APEC, short for Asia-Pacific Economic Cooperation, serves as a stage for fostering trade, investment, and economic development among nations encircling the Pacific Ocean. The group consists of 21 “economies,” including China, Russia, Japan, the U.S., and Australia, representing nearly 40% of the global population and almost half of the world’s trade.

Amidst the star-studded spectacle, tech leaders have been quick to highlight the remarkable cleanliness San Francisco achieved just ahead of the event.

“Does seem crazy that the zombie apocalypse can be cleaned up for an important visitor, but not for those who live there and pay for everything!” Musk tweeted on Monday.

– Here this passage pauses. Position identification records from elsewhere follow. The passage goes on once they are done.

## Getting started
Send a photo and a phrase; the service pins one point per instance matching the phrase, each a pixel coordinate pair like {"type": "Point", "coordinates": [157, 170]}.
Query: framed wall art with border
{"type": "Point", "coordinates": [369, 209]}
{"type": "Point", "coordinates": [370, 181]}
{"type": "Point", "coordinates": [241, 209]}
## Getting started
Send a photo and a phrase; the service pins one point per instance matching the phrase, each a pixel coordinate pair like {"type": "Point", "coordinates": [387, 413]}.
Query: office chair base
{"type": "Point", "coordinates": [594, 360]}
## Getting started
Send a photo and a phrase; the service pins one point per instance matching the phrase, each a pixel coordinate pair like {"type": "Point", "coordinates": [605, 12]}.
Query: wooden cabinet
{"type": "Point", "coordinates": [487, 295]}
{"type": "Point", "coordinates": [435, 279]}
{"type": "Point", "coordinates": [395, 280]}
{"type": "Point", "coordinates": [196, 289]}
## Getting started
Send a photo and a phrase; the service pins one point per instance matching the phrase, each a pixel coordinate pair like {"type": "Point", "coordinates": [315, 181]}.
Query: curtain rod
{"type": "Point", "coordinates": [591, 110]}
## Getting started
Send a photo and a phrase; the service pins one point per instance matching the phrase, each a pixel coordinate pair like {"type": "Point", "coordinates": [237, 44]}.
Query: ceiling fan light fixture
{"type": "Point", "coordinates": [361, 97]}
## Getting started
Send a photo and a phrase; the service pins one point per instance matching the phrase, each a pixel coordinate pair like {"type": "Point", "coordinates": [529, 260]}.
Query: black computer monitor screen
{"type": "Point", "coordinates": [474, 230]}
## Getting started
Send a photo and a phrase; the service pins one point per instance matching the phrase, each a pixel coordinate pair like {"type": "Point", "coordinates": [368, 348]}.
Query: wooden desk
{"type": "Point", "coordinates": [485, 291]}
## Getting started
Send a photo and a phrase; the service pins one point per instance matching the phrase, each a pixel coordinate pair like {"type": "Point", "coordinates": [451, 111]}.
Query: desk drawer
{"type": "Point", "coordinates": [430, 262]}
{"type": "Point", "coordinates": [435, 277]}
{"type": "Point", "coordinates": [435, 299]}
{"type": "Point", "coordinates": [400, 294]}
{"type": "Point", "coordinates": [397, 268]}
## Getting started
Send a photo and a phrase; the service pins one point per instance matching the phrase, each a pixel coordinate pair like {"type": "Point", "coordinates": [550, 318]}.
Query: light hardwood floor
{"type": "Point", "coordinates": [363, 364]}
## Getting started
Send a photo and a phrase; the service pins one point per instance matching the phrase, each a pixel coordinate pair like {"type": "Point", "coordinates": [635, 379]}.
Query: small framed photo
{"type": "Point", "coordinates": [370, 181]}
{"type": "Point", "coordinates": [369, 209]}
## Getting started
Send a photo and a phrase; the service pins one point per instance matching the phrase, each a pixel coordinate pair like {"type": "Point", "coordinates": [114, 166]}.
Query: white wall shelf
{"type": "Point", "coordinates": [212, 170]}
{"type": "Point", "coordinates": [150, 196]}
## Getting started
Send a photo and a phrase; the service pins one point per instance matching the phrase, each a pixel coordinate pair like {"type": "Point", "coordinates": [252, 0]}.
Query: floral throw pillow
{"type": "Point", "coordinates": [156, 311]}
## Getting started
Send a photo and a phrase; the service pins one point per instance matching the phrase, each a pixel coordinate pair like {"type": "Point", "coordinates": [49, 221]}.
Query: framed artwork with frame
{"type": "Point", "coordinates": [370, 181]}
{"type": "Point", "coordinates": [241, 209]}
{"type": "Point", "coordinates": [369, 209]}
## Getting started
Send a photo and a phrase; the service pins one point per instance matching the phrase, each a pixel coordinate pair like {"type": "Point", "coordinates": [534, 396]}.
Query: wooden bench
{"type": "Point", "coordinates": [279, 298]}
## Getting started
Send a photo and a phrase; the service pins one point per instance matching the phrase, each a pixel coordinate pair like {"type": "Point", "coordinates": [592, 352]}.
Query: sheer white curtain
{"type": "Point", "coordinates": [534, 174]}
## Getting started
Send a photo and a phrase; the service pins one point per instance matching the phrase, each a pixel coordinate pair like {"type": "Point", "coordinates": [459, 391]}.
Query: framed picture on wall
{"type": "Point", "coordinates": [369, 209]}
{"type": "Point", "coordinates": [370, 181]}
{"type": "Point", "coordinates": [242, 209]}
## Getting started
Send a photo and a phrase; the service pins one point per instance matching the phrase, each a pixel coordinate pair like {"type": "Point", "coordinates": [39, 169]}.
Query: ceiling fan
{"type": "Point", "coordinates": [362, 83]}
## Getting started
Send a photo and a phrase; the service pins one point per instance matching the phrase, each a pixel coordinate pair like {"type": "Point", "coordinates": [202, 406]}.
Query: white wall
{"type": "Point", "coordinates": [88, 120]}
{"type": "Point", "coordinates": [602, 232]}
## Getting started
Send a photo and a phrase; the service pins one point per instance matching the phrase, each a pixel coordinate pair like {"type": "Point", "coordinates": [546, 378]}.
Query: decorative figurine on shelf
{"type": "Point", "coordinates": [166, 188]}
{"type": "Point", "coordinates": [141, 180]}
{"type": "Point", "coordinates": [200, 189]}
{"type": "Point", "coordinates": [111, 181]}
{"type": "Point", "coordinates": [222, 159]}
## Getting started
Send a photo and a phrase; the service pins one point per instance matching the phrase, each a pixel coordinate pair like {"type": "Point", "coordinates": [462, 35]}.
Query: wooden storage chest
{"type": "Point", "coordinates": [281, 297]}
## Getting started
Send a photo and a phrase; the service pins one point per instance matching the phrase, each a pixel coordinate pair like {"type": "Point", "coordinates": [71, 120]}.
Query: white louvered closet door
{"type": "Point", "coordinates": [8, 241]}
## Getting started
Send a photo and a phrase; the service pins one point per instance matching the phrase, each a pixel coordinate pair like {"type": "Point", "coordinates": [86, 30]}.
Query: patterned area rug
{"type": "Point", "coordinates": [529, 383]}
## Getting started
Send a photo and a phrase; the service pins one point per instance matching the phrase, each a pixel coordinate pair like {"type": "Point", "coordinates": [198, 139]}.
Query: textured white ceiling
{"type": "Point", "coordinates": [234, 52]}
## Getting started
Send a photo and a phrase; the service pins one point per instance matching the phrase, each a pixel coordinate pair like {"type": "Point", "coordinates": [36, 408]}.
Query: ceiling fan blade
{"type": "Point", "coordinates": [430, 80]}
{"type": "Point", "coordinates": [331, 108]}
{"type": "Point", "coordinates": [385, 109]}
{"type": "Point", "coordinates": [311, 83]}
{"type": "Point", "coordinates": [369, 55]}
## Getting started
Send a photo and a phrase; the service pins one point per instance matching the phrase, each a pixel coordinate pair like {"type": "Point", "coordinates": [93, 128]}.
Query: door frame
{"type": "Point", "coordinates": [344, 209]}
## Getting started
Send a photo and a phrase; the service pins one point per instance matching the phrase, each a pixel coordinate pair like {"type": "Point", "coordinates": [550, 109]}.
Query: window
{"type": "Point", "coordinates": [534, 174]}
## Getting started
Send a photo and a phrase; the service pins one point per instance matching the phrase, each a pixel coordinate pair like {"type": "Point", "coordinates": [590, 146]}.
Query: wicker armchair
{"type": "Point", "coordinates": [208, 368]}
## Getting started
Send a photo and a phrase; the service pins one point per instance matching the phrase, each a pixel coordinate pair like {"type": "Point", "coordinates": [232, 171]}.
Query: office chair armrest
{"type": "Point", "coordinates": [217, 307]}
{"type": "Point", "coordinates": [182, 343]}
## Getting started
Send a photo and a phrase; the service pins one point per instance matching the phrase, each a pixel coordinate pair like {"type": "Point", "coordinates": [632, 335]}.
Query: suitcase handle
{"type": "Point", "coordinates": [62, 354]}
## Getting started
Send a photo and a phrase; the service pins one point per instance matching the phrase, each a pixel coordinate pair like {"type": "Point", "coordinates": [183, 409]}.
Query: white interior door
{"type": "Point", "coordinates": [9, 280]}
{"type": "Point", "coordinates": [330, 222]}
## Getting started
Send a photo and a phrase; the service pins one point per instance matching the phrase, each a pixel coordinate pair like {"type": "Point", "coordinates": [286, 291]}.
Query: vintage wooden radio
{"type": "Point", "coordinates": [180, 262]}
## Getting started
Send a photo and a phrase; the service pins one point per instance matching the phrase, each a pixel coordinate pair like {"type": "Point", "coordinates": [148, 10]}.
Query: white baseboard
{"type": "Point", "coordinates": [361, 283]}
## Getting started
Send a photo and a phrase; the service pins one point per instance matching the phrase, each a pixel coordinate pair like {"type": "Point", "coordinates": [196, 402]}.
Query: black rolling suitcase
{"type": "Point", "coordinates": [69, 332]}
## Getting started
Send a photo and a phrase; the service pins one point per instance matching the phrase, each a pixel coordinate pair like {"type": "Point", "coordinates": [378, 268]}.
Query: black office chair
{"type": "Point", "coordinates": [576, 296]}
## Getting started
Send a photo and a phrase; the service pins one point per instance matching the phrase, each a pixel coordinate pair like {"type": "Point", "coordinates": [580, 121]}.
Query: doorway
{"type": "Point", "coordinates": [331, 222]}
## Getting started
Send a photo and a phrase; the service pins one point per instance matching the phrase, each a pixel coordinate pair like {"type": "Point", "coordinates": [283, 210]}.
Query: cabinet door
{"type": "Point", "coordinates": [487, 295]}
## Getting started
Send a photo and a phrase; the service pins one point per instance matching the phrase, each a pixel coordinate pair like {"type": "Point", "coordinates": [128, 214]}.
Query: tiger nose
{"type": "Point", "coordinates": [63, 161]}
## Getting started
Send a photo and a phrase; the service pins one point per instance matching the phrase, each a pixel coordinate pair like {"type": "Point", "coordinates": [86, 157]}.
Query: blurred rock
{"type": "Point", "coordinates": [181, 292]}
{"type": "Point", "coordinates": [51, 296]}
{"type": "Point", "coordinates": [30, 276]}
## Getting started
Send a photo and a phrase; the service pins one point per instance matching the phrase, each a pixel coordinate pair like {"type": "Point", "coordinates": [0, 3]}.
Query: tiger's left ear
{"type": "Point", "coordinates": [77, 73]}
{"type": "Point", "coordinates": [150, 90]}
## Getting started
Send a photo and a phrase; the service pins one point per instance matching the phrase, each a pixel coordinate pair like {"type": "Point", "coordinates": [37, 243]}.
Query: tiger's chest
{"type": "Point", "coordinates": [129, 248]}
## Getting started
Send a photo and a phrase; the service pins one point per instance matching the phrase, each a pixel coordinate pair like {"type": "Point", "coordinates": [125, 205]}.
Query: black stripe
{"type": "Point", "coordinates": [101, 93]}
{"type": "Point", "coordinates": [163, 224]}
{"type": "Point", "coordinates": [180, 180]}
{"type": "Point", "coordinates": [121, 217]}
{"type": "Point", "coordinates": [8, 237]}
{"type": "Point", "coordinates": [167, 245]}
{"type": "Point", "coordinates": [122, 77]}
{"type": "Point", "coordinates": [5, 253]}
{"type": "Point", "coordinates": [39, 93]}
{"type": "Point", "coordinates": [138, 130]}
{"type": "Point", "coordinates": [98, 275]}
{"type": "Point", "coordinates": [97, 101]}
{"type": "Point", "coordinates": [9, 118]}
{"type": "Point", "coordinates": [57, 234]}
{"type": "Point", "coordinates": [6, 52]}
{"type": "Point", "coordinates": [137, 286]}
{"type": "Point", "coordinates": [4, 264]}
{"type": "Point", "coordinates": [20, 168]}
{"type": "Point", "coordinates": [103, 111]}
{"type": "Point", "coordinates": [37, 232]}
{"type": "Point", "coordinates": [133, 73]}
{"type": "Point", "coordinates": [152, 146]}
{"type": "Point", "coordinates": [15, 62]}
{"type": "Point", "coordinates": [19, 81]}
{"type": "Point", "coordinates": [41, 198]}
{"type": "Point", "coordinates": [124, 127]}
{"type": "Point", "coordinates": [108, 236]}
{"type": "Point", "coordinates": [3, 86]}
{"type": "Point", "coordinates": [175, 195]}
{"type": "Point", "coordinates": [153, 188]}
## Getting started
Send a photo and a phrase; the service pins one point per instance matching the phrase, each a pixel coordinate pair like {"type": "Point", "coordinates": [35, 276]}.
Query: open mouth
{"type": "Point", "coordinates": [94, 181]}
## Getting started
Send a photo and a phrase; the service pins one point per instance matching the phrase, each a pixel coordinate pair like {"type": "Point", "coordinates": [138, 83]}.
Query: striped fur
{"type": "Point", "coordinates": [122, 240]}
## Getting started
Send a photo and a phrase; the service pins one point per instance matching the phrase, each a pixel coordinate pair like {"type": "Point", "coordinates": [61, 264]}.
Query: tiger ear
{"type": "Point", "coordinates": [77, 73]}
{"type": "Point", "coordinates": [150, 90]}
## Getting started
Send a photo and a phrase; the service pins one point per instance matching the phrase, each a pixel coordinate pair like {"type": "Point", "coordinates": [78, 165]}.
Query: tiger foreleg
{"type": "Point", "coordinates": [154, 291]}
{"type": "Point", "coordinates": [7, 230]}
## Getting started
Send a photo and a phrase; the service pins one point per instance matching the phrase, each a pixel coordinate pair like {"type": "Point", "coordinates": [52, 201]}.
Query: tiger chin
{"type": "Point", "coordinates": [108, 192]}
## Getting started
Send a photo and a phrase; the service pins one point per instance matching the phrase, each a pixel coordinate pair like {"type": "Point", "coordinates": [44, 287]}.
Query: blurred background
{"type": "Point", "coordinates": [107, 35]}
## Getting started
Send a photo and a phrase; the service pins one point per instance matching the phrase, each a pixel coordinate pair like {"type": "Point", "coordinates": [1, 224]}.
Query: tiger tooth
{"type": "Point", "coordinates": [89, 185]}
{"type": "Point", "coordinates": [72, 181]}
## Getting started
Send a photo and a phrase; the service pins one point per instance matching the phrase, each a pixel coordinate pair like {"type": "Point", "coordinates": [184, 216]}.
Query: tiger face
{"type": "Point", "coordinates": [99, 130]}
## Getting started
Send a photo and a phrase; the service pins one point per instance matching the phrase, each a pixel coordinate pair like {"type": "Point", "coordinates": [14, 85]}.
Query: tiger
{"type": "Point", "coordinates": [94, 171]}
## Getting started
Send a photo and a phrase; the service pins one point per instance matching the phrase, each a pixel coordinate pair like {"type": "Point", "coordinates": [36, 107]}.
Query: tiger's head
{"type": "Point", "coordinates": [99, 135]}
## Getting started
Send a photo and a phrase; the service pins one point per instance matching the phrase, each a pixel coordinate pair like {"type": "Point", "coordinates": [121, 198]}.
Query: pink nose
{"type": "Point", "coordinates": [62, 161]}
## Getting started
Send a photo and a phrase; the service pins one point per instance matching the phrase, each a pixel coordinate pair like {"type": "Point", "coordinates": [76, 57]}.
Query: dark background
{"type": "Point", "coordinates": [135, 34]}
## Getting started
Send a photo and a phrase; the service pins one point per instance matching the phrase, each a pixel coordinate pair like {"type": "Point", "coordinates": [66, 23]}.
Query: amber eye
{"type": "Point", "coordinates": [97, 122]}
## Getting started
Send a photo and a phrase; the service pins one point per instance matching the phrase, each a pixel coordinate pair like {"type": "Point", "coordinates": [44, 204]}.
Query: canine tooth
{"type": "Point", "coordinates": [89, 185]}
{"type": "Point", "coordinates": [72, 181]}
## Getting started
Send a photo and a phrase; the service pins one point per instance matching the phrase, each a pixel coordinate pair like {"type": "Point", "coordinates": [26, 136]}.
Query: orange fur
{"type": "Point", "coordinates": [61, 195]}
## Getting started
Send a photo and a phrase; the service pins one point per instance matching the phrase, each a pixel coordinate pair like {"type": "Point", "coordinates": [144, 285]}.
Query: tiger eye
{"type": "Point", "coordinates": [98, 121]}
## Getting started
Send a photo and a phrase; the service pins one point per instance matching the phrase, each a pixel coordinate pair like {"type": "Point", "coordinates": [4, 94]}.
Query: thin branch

“San Francisco can be the cleanest, safest, most beautiful, and incredible city in the world instantly.  It happened for Dreamforce and it’s happening again for APEC,” Benioff posted.

It’s not exactly groundbreaking for a bustling city to tidy up before a significant event like this. Take Paris, for instance, which is undertaking a $1.5 billion project to cleanse the Seine in anticipation of the 2024 Olympic Games, a river that Parisians have been forbidden to swim in for a century because it was just that gross. For San Francisco’s part, the city has swept homeless encampments, confiscated carts from street food vendors lacking proper permits, and temporarily shuttered select restaurants in Chinatown due to health code infractions, according to SFGate.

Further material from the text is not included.